Replaçons le contexte. Avant tout Civil War est le titre d’une saga de comic books parue chez Marvel entre 2006 et 2007. A cette époque Mark Millar s’était associé entre autres à Steve Mcniven sur 7 numéros pour nous peindre une fresque dantesque, où les plus puissants super-héros s’entredéchirent dans une guerre fratricide. Cet arc narratif a été traduit chez nous et est sorti en intégrale de 3 volumes dans la collection Marvel Deluxe.

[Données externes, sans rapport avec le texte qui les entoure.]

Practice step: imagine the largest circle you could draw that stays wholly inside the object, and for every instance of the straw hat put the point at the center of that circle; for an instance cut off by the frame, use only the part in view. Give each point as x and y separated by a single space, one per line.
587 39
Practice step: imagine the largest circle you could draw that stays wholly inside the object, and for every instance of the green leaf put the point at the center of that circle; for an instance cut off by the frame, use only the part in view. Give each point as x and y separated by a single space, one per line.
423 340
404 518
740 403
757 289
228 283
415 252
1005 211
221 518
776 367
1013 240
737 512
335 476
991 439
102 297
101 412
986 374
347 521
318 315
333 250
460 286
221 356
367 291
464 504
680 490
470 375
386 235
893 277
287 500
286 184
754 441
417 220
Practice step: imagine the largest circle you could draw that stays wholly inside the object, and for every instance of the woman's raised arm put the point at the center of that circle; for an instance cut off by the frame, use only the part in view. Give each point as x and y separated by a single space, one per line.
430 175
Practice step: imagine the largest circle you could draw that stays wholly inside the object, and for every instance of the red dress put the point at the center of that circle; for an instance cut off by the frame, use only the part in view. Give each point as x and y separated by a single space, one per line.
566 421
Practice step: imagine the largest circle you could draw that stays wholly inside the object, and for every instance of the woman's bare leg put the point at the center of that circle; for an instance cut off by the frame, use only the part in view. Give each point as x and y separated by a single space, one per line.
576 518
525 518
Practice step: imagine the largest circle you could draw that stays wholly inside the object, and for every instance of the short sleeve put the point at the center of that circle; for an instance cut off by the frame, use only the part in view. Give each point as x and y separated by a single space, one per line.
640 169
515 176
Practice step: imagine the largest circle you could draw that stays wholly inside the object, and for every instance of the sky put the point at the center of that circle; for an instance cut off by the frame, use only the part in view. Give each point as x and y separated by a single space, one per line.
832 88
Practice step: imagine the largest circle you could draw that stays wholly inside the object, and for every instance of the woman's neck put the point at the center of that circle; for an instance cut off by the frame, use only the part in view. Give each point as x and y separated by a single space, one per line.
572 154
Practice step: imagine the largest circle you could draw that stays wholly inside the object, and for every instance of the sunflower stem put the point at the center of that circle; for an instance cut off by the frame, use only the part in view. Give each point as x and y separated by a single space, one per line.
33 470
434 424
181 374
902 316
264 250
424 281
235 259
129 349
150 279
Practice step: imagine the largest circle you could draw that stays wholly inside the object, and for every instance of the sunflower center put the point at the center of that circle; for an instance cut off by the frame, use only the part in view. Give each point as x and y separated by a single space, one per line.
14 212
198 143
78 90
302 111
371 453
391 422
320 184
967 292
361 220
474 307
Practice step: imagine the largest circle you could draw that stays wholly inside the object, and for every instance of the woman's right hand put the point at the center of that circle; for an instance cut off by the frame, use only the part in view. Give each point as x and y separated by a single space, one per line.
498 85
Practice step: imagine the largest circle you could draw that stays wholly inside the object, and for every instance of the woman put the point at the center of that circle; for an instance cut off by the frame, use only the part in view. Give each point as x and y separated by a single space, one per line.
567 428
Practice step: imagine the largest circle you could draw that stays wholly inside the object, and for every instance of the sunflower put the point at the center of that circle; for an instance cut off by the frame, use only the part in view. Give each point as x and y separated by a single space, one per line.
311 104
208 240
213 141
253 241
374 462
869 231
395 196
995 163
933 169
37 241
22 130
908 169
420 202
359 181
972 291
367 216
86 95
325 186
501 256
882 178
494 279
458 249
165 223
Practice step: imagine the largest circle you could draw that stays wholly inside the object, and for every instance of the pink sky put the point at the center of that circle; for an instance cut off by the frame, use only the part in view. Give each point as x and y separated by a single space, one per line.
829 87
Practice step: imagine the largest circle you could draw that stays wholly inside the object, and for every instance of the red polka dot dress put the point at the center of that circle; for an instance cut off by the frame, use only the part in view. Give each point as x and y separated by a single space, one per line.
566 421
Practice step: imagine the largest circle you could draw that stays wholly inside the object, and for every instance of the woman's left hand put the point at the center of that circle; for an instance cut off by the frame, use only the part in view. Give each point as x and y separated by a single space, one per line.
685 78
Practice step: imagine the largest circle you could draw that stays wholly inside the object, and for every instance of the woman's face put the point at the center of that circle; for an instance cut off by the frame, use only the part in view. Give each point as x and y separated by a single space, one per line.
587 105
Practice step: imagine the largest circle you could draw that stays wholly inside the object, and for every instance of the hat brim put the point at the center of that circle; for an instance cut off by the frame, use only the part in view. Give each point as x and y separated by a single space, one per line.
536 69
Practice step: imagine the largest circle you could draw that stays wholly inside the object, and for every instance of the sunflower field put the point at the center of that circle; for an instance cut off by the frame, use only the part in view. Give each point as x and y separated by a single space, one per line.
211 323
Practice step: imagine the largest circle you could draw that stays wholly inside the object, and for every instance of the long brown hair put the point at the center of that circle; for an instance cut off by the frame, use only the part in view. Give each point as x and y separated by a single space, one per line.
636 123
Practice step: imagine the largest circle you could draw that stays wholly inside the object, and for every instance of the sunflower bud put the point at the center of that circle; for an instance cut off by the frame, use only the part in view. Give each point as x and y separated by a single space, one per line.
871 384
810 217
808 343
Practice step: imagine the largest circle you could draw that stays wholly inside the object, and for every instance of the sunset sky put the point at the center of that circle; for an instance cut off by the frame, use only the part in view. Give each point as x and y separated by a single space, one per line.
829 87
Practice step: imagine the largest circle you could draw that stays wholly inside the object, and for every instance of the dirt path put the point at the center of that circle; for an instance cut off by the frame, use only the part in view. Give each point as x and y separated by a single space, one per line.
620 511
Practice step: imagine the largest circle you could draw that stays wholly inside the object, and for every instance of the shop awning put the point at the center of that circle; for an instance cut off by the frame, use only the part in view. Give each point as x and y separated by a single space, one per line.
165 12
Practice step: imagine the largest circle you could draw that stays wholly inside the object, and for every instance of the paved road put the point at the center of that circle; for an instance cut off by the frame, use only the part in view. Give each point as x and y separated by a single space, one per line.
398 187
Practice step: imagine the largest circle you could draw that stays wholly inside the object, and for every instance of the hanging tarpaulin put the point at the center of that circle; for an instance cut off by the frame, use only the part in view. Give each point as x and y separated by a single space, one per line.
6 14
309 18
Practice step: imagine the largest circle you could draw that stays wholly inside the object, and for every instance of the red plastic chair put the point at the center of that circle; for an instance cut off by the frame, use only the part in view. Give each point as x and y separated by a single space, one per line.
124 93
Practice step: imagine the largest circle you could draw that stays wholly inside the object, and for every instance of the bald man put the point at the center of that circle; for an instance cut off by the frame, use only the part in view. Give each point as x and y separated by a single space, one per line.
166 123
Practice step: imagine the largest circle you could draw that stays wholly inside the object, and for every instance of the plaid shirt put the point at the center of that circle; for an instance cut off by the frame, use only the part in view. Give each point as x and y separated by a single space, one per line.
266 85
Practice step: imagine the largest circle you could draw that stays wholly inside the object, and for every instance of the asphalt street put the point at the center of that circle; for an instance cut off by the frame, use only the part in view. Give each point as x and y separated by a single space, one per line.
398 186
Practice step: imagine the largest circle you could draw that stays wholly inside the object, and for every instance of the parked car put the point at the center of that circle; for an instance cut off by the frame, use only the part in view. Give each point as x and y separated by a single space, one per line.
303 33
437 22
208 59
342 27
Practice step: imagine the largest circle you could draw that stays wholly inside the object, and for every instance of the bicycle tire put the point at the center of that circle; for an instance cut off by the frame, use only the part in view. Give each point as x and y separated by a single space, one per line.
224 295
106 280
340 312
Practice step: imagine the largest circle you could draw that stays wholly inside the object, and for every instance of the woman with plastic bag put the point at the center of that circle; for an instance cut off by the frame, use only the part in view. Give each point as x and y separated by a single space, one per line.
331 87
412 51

La comparaison du film Captain America : Civil War avec son support originel ne sera pourtant d’aucune utilité. Le film revendique une adaptation mais c’est plutôt d’une relecture complète qu’il s’agit ici. Rappelons d’abord que l’univers cinématographique de Marvel et sa temporalité sont différents des comic books. Le film a surtout pour objectif de tracer des liens de cause à effet entre les productions sorties à l’écran ces 5 ou 10 dernières années. Toutefois il est tout à fait possible de suivre le scénario sans avoir vu les films précédents. Peut-être manquera t-il parfois des liens pour la personne non avertie, mais rien qui risquerait de gâcher significativement le plaisir. Un des rares échos entre l’œuvre des cases et celle de l’écran demeure la trame de base qui se résume fort simplement : une mauvaise manœuvre durant une mission implique les super-héros dans une catastrophe civile sans précédent.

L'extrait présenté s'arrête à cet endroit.